The Gender Gap in Negotiation – Why It Happens and What to Do About It

minority female ceo leading meeting
Topic(s): fairness, gender
Publication: Journal of Applied Psychology (2021)
Article: The Dynamics of Gender and Alternatives in Negotiation
Authors: J.E. Dannals, J.J. Zlatev, N. Halevy, M.A. Neale
Reviewed by: Josie Anker

Negotiation in employment can influence a person’s salary, chance of promotion, and overall well-being. Therefore, it is concerning that previous research has found a gender gap in negotiation outcomes – women fare worse than men.

However, previous research has not found why this gender difference exists. Two different reasons have been suggested. The first is the “tameness” reason, which suggests that women do not behave assertively enough to be successful in negotiations; this is consistent with traditional gender stereotypes. The second is the “backlash” reason, which suggests that women do behave assertively in negotiations, but suffer backlash from their negotiation partner as a result.


New research (Dannals et al., 2021) attempts to uncover whether the gender gap in negotiation performance is a result of either the “tameness” or “backlash” reasons. Researchers also considered how having alternative options or backup plans can impact negotiations. The researchers conducted two studies to address these issues. 

In the first study, participants in a salary negotiation simulation were randomly assigned to have either a strong or weak alternative option. The researchers collected data on the outcomes of the negotiation, as well as participants “aspiration price” (the goal the negotiator hopes to achieve, set prior to the negotiation) and “reservation price” (the negotiator’s minimally acceptable deal, set prior to the negotiation).  

The second study considered where employees begin their salary negotiations. Researchers asked participants to imagine they were in the process of negotiating a job offer with a company. Again, participants were randomly assigned to either possess a strong or weak alternative option. Participants gave their aspiration price and their planned first offer to the potential employer.

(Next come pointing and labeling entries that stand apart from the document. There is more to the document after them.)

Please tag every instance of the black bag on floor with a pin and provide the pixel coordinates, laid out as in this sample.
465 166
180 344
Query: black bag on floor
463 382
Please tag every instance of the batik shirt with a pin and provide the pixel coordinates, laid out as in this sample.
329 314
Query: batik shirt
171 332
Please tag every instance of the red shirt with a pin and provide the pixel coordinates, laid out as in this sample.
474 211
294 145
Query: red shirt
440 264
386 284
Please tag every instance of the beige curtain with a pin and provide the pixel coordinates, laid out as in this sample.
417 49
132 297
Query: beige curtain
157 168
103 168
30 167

Unexpectedly, the results of the studies did not reveal that women performed worse in negotiation than men overall. Rather, men and women performed similarly when they had a weak alternative option. Additionally, both men and women performed better when they had a strong alternative option rather than a weak alternative option. However, the gender gap emerged when negotiators had a strong alternative option – men benefitted significantly more from this situation. 

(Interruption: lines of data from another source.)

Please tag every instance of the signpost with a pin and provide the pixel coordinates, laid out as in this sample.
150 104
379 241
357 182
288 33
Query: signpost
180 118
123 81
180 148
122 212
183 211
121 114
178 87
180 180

The researchers also examined the rates of impasses, which occurred when negotiation partners failed to reach an agreement. They found that when one or both negotiation partners were female with a strong alternative option, negotiations were more likely to end in an impasse.

Additionally, the researchers found that men and women with strong alternative options set similar aspiration values, planned first offers, and reservation values. This suggests that differences in ambition or willingness to compromise heading into a negotiation do not explain the different negotiation outcomes by gender. 


Taken together, the results of this study are more consistent with the “backlash” reason for women faring worse in negotiations compared to men, rather than the “tameness” reason. Specifically, when negotiators use their strong alternative option to behave more assertively, women fare worse than men. Further, women with strong alternatives were more likely to end the negotiation in an impasse compared to men with strong alternatives. 

These findings suggest that negotiation partners respond more negatively to women’s assertive behavior compared to men’s assertive behavior. Ultimately, as women climb to higher positions in organizations, they also become more likely to face backlash.

The researchers suggest several practical applications of these findings for organizations. First, they suggest that in order to combat gender differences, managers should attempt to introduce guidelines and processes that minimize backlash from negotiation partners, rather than merely encouraging women to behave more assertively. Additionally, the researchers suggest that organizations consider contexts in which these backlash effects may be most likely to occur. They may then design policies or implement procedures such as limiting negotiation opportunities (like salary), in order to help close the gender gap in negotiation outcomes.


Dannals, J. E., Zlatev, J. J., Halevy, N., & Neale, M. A. (2021). The dynamics of gender and alternatives in negotiation. Journal of Applied Psychology. Advance online publication.